Fini, quindi, è certamente colpevole, ma non fu “traditore”. E fu indubitabilmente il più importante protagonista ed artefice di una stagione di espansione della destra in Italia, sdoganata da nessuno se non dalla propria capacità di finalmente attrarre l’attenzione di tanti cui era stato precedentemente insegnato a demonizzarci. E la triste esperienza dei tempi successivi alla sua uscita di scena conferma che nessuno di quanti non esitarono a dipingerlo come unico assassino della destra, per evitare nella fretta del processo di essere accusati di correità o di omissione, sia mai più riuscito a rendere credibile una proposta di destra concreta, organica e strutturata. Qualcosa di assai lontano dalla pesca delle occasioni mediatiche e dalla collezione di slogan tanto vacui quanto irrealizzabili cui ci ha abituato l’odierna tenzone politica. Ma questa è un’altra storia di cui, spero, ci occuperemo presto insieme.
Su Fini, quindi, va cancellata la damnatio memoriae, e gli va assegnato l’innegabile ruolo nel Pantheon della destra italiana; conservando il giusto diritto di critica ma delegittimando ogni pulsione ingiuriosa, di cui pochi o nessuno avrebbero onestamente il diritto di fregiarsi.
Ancor più oggi, dopo che le sceneggiate di Batman e Toro Seduto al Campidoglio hanno dato stura ed argomenti a chi ha interesse a dipingere tutta quest’area come il ricettacolo di decerebrati facilmente fomentabili con quattro strilli in piazza.
Ragionamenti rispettabili al di là giustamente che si sia condiviso o avversato il percorso politico di Fini e A.N. ma da queste analisi appunto politiche manca un riferimento all’ingloriosa vicenda “Montecarlo” che appunto segna la differenza tra un percorso politico in buona fede o in mala fede. Nella vita come nel lavoro gli errori si scontano non vedo perché non debba valere per la politica.
Penso che l’errore sia stato di non aver mai pensato di creare una classe dirigente di valore. Abbiamo visto di che pasta erano fatti i “colonnelli”, capaci solo di piazzare amanti e familiari in stipendifici tipo Rai e banche. Lui stesso con la sua giovane compagna si preoccupò di piazzare il di lei fratello. Che resto pure nell’oblio.
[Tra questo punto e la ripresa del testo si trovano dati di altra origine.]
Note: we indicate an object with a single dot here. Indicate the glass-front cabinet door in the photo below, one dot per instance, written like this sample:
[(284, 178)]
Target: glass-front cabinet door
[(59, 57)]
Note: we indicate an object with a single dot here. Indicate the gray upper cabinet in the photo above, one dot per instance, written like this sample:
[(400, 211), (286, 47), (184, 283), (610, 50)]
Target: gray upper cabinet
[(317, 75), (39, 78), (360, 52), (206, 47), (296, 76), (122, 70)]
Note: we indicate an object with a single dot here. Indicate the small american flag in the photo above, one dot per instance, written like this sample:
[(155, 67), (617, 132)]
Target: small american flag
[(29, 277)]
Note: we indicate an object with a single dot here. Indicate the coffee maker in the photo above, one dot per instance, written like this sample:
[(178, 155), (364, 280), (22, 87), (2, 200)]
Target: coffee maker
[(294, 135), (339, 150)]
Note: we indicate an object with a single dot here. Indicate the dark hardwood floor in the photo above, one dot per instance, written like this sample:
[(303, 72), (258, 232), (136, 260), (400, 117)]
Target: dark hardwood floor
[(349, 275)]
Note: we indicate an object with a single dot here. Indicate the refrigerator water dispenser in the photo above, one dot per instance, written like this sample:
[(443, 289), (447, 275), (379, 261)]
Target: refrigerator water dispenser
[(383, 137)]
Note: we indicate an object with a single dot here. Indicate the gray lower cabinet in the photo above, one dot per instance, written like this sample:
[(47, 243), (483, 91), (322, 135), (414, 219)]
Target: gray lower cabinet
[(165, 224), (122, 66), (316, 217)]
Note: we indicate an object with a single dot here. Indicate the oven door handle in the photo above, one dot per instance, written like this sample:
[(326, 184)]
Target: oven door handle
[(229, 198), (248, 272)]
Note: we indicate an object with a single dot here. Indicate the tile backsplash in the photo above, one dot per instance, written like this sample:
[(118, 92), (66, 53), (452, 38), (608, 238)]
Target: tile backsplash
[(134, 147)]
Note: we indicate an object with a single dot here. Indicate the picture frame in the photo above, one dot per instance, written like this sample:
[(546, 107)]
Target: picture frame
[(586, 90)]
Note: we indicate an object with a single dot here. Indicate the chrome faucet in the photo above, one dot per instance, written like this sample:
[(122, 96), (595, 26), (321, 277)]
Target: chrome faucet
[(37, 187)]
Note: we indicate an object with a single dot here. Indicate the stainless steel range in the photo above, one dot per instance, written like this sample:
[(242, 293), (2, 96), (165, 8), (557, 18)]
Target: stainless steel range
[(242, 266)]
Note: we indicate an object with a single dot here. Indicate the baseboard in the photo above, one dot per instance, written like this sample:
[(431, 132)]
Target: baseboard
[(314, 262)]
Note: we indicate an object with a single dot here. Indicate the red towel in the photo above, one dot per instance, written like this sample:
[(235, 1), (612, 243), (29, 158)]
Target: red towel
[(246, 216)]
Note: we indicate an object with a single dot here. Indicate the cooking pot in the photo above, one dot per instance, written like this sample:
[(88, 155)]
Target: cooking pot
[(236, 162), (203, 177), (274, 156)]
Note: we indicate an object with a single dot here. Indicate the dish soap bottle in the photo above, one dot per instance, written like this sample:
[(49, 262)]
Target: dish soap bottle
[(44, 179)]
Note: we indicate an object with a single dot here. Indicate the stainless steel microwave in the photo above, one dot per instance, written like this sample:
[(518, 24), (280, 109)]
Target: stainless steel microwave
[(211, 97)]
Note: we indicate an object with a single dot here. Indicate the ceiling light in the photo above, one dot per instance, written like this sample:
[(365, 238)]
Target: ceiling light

Non ne sentiremo la mancanza.
Lungi da me difendere in alcun modo la figura di Fini di cui non fui mai , neanche sodale correntizio sin dai tempi della sua segreteria giovanile.
Devo rilevare, però , come nel corso degli anni la sua figura sia diventata facile parafulmine, alibi non tanto nascosto e consapevole di molte pigrizie intellettuali che non aiutarono di certo la comunità ad una seria ed approfondita elaborazione culturale e quindi programmatica. Rimaneva il gap , ad oggi non colmato , tra lo sterile reducismo e la deriva “liberaldemocratica” su cui si poteva e si doveva lavorare con o senza Fini
Così, invece, si individuò il lupo cattivo ma non si aiutò Cappucetto Rosso a crescere ritrovandoci, oggi, nel bosco più fitto ( che non è quello di Junger)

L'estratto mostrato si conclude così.